刘晓将手从钱上移开,然后,做了一件让穆军和王强都目瞪口呆的事——
他伸出手,从那一叠散开的“大团结”里,动作流畅而清晰地点出了整整两千三百块钱!然后,将这厚厚一沓钞票,郑重地推到了穆军面前。
“军子,这钱,你拿着。”刘晓看着穆军因震惊而张大的嘴巴,语气诚恳,没有一丝一毫的勉强,
“说好的一千一张,抽一百,就是两千三。
多卖的那二百一张,是你军子的本事,是你的人脉和辛苦谈下来的。这钱,该你拿着。”
屋里瞬间安静下来,只有炉子上水壶沸腾的“咕嘟”声和窗外隐约传来的街市喧闹。
穆军彻底愣住了,眼睛直直地看着桌上那沓钱,又猛地抬头看向刘晓,嘴唇动了动,却没发出声音。

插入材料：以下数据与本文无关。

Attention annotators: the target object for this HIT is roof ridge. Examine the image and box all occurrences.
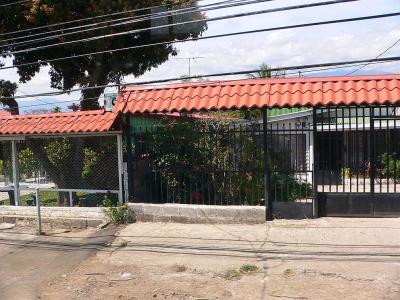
[122,74,400,92]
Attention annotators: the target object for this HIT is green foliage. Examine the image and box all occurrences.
[0,1,207,110]
[18,148,40,179]
[342,167,352,179]
[270,172,312,202]
[104,204,135,225]
[222,265,259,280]
[380,153,400,179]
[239,264,259,275]
[142,116,308,204]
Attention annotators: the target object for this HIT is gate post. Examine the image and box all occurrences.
[11,140,20,206]
[312,108,318,218]
[262,108,272,221]
[125,115,134,200]
[117,133,124,204]
[370,107,375,194]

他的脸先是因意外而僵住,随即迅速涨红,眼神里充满了难以置信和巨大的动容。
“晓……晓哥!你……你这……”穆军的声音都有些变调了,他猛地站起来,用力摆手
,“这不行!绝对不行!这不合规矩!哪有这样的!
这钱是你们冒死从山里弄来的,我……我就是跑跑腿张张嘴,哪能拿这么多?!这不行!”
王强此刻也完全明白了刘晓的意思,他虽然心疼那四千六百块,但看着晓哥那坚定坦然的眼神,
再想想军子一直以来对他们的尽心尽力,心里那点小计较瞬间烟消云散,取而代之的是一股豪气。
他也站起来,一把将那沓钱塞进穆军手里,
大声道:“军子!我晓哥说得对!说好多少就是多少!多卖的是你的能耐!
这钱你必须拿着!不然就是看不起我们兄弟!”
“强子……晓哥……我……”穆军手里攥着那厚厚一沓、还带着刘晓体温的钞票,感觉分量重得烫手,眼眶竟有些发热。

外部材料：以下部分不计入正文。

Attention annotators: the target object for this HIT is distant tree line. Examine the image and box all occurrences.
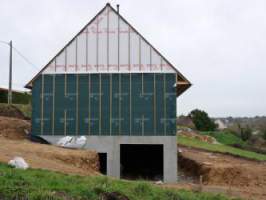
[0,90,31,104]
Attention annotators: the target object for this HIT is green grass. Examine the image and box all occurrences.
[0,163,235,200]
[178,135,266,161]
[200,131,245,146]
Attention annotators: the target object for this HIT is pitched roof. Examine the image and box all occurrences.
[25,3,191,97]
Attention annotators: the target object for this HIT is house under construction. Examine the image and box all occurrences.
[25,3,191,183]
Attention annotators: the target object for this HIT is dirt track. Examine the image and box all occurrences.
[175,146,266,200]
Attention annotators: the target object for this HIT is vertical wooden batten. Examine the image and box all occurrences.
[40,74,44,135]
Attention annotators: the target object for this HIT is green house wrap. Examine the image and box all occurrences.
[27,4,191,137]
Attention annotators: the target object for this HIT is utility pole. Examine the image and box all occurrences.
[8,40,12,105]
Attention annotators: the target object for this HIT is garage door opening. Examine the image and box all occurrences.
[98,153,107,175]
[120,144,163,181]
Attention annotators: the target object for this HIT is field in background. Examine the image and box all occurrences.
[200,131,246,146]
[177,134,266,161]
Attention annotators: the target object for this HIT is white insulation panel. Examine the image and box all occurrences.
[43,6,176,74]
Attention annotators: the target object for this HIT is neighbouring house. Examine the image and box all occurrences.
[252,130,260,135]
[214,119,228,130]
[25,3,191,183]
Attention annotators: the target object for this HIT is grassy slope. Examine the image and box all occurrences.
[0,164,234,200]
[178,135,266,161]
[200,131,245,146]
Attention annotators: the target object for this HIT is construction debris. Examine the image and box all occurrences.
[8,157,29,169]
[57,136,87,149]
[155,180,163,185]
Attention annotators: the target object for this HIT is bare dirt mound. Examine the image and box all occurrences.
[0,138,99,176]
[0,104,26,119]
[178,146,266,200]
[0,116,99,175]
[0,116,30,140]
[179,146,266,187]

他跑江湖做生意这些年,见过太多为了仨瓜俩枣争得面红耳赤、甚至反目成仇的例子。
像刘晓这样,面对巨款毫不动心,主动让利,坚守承诺的,他真是头一回遇到!
这不是傻,这是一种他久违了的、叫做“信义”的东西!
“晓哥……”穆军的声音有些哽咽,他用力吸了吸鼻子,重重一拍桌子,
“啥也不说了!我穆军能交上你们这样的兄弟,值!太值了!这钱……这钱我拿了!但我不能白拿!”
他猛地转身,再次打开文件柜,从里面拿出一个笔记本和钢笔,唰唰唰地写了一张条子,盖上自己的私章,
递给刘晓:“晓哥,这是咱们服务社最高等级的贵宾条!以后你们来买东西,一律成本价!一分钱赚头不加!
所有紧俏物资,优先给你们留!这是我穆军的心意!你们必须收下!”
刘晓看着穆军激动的样子,知道再不收下就是驳他面子了,
便笑着接过条子,仔细折好放进内兜:“成!军子,你的心意我们领了!以后少不了麻烦你!”
“哈哈!这就对了!一家人不说两家话!”
穆军见刘晓收了条子,顿时眉开眼笑,心里那点不安也放下了,气氛瞬间变得无比融洽。
他小心翼翼地将那四千六百块钱收好,然后将剩下的两万三千百元重新整理好,
推给刘晓:“晓哥,这钱你点点数,收好。这么大笔款子,可得放稳妥了。”
刘晓也没客气,和王强一起,仔细地将钱清点了一遍。
厚厚几沓“大团结”和两捆万元整钞,拿在手里,那种沉甸甸的实在感,让人的心彻底落到了肚子里。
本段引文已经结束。